Dating genetic bottleneck america cheetah summary
We have learned new lessons of survival, adaptation, and evolution from viewing the natural history of genomes in hundreds of detailed studies.A single case history of one species, the African cheetah, , is here reviewed to reveal a long-term story of conservation challenges and action informed by genetic discoveries and insights.These arguments have been addressed, thoroughly in our view, by counter opinions and a more balanced interpretation of demographic and genetic risks, which nonetheless confirm the threat of inbreeding effects for a population’s survival (Frankham 1995; May 1995; O’Brien 1994, 1998; 2003; O’Brien and Johnson 2005; Frankham et al. CCF is dedicated to helping the cheetah species survive in Namibia and throughout its remaining range in Africa and in Iran, home to the last of the Asian population.Taking a holistic approach, the CCF worked with the fledgling democracy that had pledged to treasure all its wildlife, including the dwindling cheetah population, then numbering less than 15000 across Africa.Cheetahs retain only 0.1–4% of overall genetic variation seen in most living species, much lower than other well-known examples of genetic impoverishment including Tasmanian devils, Virunga gorillas, Amur tigers, and even highly inbred domestic cats and dogs (Figure 1).Further mining of Chewbacca’s genome revealed a plausible explanation for the cheetahs’ ability to accept allogeneic skin grafts.Multiple features of the cheetah’s genome were detailed and annotated in depth: 20343 protein-coding genes, the wide complexity of repetitive DNA families, noncoding RNA families, DNA variation within and outside of genes, copy number variation, and genes that showed evidence of recent selective pressures.

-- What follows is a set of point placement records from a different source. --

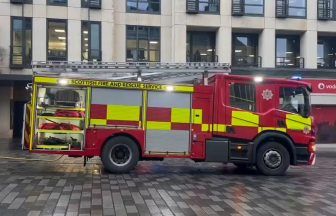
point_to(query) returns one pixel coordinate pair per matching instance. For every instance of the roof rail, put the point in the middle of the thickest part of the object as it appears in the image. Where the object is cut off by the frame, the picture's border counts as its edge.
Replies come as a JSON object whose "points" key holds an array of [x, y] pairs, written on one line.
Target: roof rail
{"points": [[151, 71]]}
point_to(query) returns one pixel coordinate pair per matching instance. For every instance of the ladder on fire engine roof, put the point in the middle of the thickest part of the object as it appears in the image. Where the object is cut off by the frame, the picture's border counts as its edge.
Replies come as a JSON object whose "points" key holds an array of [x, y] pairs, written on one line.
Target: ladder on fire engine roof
{"points": [[132, 71]]}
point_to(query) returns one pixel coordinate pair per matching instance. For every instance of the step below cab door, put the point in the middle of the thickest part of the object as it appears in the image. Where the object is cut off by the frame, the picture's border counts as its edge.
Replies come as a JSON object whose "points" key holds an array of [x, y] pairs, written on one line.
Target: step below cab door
{"points": [[168, 123]]}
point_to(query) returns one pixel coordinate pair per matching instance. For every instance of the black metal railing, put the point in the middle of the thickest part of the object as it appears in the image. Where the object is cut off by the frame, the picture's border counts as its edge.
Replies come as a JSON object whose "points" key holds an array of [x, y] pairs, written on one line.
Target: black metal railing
{"points": [[247, 61], [327, 63], [290, 62], [202, 58], [95, 55]]}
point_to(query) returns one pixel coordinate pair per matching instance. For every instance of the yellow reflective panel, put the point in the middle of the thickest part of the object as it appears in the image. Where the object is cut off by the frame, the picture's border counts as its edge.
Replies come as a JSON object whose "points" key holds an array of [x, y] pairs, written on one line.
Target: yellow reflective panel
{"points": [[102, 122], [297, 122], [197, 116], [123, 113], [205, 127], [152, 125], [221, 128], [180, 115], [247, 119], [50, 80], [260, 129]]}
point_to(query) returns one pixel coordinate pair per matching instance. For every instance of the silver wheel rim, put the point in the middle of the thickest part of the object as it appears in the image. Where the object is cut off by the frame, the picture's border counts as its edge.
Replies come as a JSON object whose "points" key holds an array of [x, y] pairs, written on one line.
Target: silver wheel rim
{"points": [[120, 155], [272, 159]]}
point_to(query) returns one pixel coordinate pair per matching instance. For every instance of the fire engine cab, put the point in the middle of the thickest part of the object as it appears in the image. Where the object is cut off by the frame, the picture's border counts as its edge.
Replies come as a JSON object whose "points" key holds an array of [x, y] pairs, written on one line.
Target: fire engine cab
{"points": [[248, 121]]}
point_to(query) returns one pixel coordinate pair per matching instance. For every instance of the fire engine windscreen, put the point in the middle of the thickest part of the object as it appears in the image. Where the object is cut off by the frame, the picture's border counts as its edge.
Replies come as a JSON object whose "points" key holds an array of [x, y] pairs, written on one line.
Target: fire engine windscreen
{"points": [[295, 100]]}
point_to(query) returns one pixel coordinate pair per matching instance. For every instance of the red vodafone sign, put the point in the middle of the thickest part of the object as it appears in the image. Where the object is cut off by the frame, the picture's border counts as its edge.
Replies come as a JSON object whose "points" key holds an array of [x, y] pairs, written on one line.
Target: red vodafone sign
{"points": [[323, 86]]}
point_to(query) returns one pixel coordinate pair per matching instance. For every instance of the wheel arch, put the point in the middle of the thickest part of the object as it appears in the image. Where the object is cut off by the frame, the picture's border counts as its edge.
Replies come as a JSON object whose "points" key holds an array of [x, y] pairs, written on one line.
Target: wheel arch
{"points": [[276, 136], [122, 135]]}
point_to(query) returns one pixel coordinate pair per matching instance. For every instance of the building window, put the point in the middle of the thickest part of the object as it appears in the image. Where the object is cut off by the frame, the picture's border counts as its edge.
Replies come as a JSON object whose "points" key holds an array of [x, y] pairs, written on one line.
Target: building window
{"points": [[143, 43], [58, 2], [245, 50], [21, 42], [144, 6], [91, 41], [57, 40], [288, 51], [291, 8], [95, 4], [201, 46], [326, 52], [203, 6], [22, 1], [243, 96], [326, 9], [248, 7], [209, 6]]}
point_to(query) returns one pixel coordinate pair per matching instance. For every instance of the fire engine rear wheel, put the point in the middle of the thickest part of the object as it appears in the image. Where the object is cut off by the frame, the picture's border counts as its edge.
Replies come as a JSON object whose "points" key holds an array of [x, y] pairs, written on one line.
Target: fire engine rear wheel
{"points": [[241, 166], [120, 155], [273, 159]]}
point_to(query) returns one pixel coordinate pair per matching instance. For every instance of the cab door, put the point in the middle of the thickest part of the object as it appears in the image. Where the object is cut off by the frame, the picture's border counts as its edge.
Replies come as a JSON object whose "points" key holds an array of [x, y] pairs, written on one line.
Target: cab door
{"points": [[26, 126], [241, 114]]}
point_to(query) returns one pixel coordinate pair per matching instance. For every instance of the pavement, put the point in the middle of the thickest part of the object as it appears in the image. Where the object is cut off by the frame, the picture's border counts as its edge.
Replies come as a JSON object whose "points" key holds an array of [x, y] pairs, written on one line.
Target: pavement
{"points": [[63, 186]]}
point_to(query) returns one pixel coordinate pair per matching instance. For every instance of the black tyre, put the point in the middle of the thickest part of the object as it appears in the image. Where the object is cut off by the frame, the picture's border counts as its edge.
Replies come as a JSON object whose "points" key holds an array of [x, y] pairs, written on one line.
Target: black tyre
{"points": [[273, 159], [120, 155]]}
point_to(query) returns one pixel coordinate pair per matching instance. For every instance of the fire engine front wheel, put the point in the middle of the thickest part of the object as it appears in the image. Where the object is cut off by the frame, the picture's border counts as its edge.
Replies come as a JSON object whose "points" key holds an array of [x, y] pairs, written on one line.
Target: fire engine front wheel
{"points": [[120, 155], [273, 159]]}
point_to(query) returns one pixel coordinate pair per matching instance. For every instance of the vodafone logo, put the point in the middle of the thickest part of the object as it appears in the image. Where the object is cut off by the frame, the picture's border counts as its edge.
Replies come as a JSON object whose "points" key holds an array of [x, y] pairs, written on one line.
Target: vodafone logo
{"points": [[321, 86]]}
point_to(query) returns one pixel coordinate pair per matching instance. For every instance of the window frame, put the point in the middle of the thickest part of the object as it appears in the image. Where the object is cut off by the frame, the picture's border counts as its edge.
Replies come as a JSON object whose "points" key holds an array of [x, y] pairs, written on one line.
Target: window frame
{"points": [[252, 14], [23, 44], [332, 9], [256, 37], [295, 7], [276, 50], [287, 11], [89, 40], [140, 11], [87, 5], [23, 2], [67, 37], [209, 12], [211, 35], [57, 4], [255, 107], [148, 42]]}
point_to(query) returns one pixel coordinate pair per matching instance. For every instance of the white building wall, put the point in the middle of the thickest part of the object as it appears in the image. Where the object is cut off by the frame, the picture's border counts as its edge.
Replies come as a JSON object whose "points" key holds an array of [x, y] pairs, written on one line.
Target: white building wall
{"points": [[174, 23]]}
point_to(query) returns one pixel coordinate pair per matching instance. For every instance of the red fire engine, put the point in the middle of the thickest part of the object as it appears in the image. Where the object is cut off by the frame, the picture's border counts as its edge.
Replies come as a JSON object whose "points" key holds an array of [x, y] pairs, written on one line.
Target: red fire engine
{"points": [[248, 121]]}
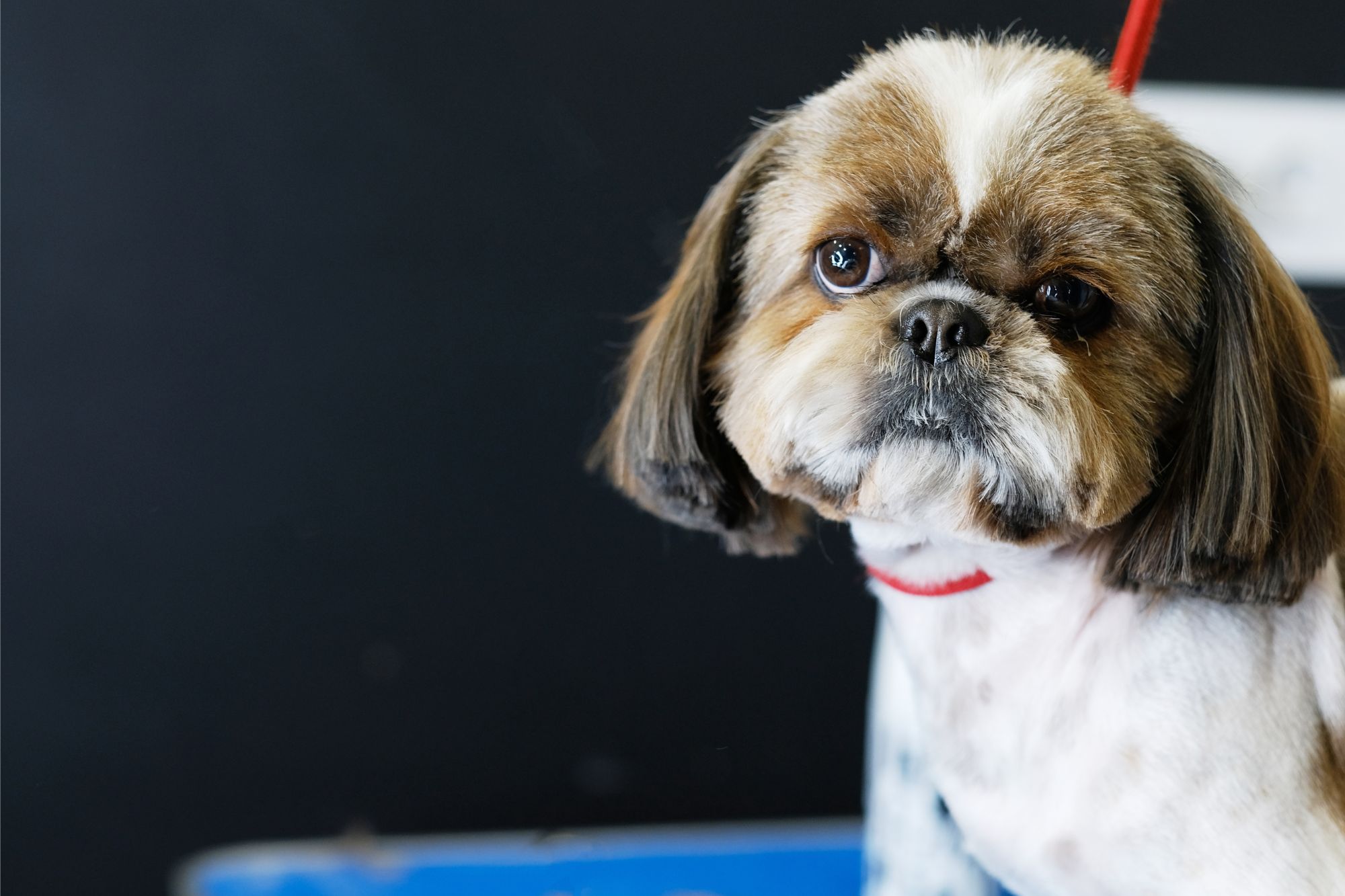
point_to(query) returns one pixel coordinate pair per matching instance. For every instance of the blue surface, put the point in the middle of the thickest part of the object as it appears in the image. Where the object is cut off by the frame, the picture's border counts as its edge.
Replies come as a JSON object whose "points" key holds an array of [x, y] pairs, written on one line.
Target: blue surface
{"points": [[771, 860]]}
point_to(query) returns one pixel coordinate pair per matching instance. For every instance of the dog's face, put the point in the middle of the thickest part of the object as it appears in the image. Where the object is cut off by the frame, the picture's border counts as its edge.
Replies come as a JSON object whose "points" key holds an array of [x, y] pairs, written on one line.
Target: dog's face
{"points": [[972, 290]]}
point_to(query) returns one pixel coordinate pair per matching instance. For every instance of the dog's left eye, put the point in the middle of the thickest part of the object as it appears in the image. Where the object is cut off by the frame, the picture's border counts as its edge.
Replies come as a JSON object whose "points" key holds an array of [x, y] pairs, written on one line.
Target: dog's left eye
{"points": [[1069, 298], [847, 264]]}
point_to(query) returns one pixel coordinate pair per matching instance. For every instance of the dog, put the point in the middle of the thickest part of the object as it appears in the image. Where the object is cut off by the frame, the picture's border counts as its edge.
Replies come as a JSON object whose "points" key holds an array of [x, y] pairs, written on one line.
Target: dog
{"points": [[1017, 335]]}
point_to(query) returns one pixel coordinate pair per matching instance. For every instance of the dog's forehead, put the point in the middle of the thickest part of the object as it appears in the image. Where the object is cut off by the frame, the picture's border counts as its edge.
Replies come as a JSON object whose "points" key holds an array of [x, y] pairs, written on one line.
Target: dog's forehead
{"points": [[965, 120], [1009, 157]]}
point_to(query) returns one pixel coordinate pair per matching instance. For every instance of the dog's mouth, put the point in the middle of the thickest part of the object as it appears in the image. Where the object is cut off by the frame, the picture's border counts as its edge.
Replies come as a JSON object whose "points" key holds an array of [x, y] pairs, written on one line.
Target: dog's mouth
{"points": [[953, 419]]}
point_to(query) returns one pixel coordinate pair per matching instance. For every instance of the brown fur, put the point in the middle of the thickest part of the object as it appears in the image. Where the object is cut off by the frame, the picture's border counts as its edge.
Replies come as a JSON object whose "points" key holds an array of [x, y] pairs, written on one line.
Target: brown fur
{"points": [[1198, 417]]}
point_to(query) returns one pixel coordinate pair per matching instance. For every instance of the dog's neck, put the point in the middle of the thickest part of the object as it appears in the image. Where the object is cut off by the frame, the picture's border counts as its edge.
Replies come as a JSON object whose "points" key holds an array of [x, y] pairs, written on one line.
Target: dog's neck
{"points": [[925, 563]]}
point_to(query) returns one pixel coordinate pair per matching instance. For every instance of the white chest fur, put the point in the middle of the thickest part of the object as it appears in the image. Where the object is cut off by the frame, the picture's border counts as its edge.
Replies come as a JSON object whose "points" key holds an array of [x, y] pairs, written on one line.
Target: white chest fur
{"points": [[1090, 743]]}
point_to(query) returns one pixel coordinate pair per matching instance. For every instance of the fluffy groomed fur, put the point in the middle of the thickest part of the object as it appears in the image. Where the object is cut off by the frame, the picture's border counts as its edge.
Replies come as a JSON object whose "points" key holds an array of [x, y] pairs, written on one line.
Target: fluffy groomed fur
{"points": [[977, 304], [1191, 431]]}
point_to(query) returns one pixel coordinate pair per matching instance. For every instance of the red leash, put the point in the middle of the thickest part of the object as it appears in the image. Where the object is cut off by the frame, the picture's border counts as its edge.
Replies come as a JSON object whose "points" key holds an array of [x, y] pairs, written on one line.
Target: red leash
{"points": [[935, 589], [1133, 45]]}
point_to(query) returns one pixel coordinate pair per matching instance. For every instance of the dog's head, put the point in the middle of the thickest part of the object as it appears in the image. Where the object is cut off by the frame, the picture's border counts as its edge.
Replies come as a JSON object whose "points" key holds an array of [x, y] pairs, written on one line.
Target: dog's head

The initial genome analyses unraveled a plethora of fascinating insights around the cheetah’s past and also its remarkable specialization for dazzling speed.The homogenization of the cheetah genes, including those mediating immune defenses, showed itself again in a devastating outbreak of feline coronavirus (Fe CV—a close virus relative of human SARS coronavirus) at a cheetah breeding facility in 1983 (O’Brien et al. This remains the worst case of FCo V infection ever reported in any species.